Am 23. 09.2015 sind zwei Flüchtlinge tot, weil sie giftige Grüne Knollenblätterpilze gegessen haben. Deutsche Ärzte behandelten über 50 Menschen mit Pilzvergiftungen.

Wikipedia
Flüchtlinge pflücken an der Grenze zu Kroatien Nüsse von einem Baum. Der Grüne Knollenblätterpilz sieht einem syrischen Speisepilz zum Verwechseln ähnlich.

Flüchtlinge pflücken an der Grenze zu Kroatien Nüsse von einem Baum. Der Grüne Knollenblätterpilz sieht einem syrischen Speisepilz zum Verwechseln ähnlich.

/David Ramos
Flüchtlinge auf dem Weg in Richtung Mitteleuropa.
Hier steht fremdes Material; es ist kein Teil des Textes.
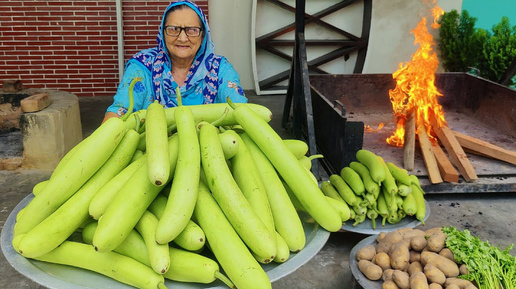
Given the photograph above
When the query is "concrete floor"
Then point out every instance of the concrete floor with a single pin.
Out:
(489, 216)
Flüchtlinge auf dem Weg in Richtung Mitteleuropa.

/David Ramos

Sie überlebten den Krieg in Syrien, die gefährliche Überfahrt übers Mittelmeer und unzählige Kilometer Flucht durch Europa – nur um dann an einer Pilzvergiftung zu sterben. In der Nacht auf Montag ist ein 16-jähriger Syrer im deutschen Münster an Leberversagen gestorben, weil er einen giftigen Grünen Knollenblätterpilz gegessen hatte. Einen Tag später starb ein weiterer 44-jähriger Flüchtling, ebenfalls in der Uniklinik Münster.

Die Ärzte haben alles versucht. «Aufgrund der Schwere der Vergiftung war eine Transplantation letztendlich die einzige Chance», sagte Hartmut Schmid, Direktor der Klinik für Transplantationsmedizin, zum «Spiegel». Ein passendes Spenderorgan habe man für den jüngeren Mann aber nicht gefunden. Der 44-Jährige habe zwar eine neue Leber bekommen, sei aber trotzdem an Organversagen gestorben.

Grüner Knollenblätterpilz ist besonders gefährlich

Die beiden Männer sind nicht die einzigen Syrer, die giftige Pilze gegessen haben: Rund 50 Personen mit Pilzvergiftungen haben die Ärzte im Nordwesten Deutschlands in den letzten Tagen behandelt – die meisten davon Flüchtlinge.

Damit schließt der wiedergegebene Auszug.